The show received very little advance press before it was announced at GSN's 2014–15 upfront presentation on March 18, 2014. At the presentation, GSN revealed plans to order 40 episodes of the series, while confirming August 12 as the premiere date on June 19, 2014. On October 28, 2014, the show was renewed for a 65-episode second season, which began airing April 1, 2015. The series was renewed for a 40-episode third season on March 16, 2016, with the season premiere airing on April 12, 2016. Idiotest was then renewed for a 65-episode fourth season, which premiered January 19, 2017, alongside GSN's new show, Divided.

The series has also produced some special editions featuring contestants from a preexisting rivalry. These episodes have included competitions between USC and UCLA graduates, as well as an Election Day special between pairs of Democrats and Republicans.
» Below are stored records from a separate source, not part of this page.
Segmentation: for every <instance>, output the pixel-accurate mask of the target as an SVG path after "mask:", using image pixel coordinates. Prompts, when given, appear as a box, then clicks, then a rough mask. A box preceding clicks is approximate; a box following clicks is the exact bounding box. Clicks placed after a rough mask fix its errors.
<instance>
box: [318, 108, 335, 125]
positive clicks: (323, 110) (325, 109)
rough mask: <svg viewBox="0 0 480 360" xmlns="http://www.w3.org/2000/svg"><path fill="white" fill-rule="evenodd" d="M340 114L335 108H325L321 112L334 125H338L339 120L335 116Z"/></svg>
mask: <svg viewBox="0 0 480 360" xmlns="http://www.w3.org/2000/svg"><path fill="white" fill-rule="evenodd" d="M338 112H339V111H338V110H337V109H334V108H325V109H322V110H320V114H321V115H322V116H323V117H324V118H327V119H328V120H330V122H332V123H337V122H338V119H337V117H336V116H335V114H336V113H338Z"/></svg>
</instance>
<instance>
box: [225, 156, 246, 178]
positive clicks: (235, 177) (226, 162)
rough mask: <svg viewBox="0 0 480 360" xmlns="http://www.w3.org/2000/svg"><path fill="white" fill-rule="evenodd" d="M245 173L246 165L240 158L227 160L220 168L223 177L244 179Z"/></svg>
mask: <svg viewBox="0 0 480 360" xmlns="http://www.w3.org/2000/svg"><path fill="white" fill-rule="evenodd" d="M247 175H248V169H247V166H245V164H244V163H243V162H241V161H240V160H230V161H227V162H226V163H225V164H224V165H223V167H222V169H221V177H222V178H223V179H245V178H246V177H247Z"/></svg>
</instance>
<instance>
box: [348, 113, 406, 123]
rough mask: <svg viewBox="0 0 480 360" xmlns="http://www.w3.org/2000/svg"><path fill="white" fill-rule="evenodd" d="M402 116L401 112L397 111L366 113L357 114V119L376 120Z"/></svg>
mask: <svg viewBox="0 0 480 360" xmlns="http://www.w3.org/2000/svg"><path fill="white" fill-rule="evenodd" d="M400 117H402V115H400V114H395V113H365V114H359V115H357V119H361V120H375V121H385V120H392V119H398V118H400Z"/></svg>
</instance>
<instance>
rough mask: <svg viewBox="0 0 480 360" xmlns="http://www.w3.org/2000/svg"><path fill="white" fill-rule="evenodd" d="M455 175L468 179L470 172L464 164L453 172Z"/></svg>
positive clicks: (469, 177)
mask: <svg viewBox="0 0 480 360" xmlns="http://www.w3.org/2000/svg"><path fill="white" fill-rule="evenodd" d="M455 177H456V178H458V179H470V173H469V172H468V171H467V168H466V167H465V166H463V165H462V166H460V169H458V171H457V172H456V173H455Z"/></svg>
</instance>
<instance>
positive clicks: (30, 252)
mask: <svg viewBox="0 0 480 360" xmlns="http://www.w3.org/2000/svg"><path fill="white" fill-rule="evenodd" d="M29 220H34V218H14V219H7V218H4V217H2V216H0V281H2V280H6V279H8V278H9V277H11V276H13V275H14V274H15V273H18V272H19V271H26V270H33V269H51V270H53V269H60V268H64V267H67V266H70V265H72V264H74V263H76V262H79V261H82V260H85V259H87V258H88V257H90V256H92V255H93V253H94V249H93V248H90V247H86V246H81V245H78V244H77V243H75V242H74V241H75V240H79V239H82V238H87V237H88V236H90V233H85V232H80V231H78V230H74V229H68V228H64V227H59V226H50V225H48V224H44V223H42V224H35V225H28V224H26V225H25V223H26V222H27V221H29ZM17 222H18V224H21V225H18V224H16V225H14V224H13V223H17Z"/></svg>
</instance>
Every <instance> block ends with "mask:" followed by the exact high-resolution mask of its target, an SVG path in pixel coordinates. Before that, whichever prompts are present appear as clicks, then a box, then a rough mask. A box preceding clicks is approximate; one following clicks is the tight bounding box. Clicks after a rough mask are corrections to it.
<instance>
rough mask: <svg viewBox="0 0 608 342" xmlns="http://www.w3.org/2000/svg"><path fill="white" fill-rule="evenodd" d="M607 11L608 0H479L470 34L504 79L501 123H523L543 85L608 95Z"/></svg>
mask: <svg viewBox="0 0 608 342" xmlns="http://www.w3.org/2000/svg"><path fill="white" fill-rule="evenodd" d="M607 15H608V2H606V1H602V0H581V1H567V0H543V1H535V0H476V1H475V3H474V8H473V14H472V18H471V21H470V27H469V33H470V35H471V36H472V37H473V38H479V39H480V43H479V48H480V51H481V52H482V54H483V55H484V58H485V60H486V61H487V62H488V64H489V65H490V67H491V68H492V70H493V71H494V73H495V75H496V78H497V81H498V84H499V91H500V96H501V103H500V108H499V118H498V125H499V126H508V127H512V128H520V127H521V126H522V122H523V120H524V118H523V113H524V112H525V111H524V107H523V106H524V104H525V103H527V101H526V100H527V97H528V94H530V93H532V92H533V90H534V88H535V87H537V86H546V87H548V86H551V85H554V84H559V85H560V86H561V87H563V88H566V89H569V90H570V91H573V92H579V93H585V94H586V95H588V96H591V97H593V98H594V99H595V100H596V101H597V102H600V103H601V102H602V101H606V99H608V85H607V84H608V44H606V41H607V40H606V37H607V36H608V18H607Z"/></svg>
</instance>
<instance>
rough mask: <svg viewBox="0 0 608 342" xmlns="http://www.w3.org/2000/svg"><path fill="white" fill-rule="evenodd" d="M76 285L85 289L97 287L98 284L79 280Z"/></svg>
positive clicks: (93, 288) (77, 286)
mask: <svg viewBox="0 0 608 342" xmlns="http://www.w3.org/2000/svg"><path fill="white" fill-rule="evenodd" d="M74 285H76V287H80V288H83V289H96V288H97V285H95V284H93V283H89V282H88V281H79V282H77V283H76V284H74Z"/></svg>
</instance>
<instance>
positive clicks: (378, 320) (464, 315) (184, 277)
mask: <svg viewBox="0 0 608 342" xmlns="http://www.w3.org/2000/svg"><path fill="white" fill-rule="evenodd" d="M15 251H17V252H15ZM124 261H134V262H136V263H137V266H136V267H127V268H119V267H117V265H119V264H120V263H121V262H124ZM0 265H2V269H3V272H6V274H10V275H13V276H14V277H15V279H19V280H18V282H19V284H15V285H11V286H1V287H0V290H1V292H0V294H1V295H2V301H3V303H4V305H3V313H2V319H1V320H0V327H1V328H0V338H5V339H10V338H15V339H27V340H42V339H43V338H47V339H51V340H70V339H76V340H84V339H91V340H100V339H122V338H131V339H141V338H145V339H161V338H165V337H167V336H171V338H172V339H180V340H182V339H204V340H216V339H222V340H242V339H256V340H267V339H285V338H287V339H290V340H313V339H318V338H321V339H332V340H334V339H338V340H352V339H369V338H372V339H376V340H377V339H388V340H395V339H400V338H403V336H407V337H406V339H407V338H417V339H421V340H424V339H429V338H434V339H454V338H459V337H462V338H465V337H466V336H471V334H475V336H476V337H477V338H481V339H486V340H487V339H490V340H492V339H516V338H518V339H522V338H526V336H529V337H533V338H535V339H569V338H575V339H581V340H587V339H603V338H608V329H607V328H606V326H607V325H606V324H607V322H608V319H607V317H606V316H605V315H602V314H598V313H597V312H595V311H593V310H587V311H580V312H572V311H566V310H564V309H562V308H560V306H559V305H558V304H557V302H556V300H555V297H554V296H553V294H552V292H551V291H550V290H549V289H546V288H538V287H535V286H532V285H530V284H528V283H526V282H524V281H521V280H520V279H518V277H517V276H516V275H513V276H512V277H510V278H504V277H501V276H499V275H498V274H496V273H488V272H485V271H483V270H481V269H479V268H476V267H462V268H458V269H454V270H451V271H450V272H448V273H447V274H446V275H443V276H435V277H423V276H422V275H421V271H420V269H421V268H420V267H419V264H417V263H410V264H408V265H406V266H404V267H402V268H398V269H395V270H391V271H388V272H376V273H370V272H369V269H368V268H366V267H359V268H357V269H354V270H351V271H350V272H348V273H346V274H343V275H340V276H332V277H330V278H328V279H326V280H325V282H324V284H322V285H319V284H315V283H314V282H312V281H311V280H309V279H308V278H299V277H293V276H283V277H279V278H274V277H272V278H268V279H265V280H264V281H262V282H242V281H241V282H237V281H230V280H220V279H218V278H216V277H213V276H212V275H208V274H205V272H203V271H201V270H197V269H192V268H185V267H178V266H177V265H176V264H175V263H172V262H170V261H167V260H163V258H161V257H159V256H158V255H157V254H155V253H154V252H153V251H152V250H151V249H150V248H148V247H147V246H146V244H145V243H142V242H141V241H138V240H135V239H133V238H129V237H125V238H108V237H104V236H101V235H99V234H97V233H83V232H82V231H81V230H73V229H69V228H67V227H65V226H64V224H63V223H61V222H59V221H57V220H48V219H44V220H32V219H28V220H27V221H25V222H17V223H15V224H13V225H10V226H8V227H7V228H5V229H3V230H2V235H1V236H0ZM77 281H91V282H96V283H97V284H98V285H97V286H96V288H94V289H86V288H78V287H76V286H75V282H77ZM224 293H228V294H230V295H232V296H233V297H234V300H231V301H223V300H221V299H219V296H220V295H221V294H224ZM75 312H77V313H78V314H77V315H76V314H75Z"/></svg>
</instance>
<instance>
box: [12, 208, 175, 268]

This theme was revived with a special episode entitled Political Idiotest, which both taped and aired April 20, 2016, and featured brain teasers referring to political subjects.

==Reception==
The series has received mixed reviews from critics. Carrie Grosvenor of About Entertainment argued that the series is "truly enjoyable to watch" while calling Gleib's hosting "sarcastic and funny." Conversely, Tim Conroy of Media Life Magazine argued that the show "just doesn't do the trick" and thought Gleib had a difficult time "drawing amusing responses from the contestants." Neil Genzlinger of The New York Times was equally unimpressed, saying that the show had "low ambitions" and arguing that Gleib's hosting made the show "even more uninteresting." In 2016, Neal Justin of The Atlanta Journal-Constitution mentioned the series in an article analyzing the challenges of many modern knowledge-based game shows; specifically, he mentioned that the series' "optical illusions, deceptive directions and mind tricks can make even Mensa members look like, well, idiots."

Paired with the mixed critical reception, the series has seen a wide range of ratings for new episodes, bringing in between 245,000 and 561,000 total viewers during the first season. The season two double-episode premiere drew 388,000 and 360,000 viewers respectively, while the third season averaged around 400,000 viewers.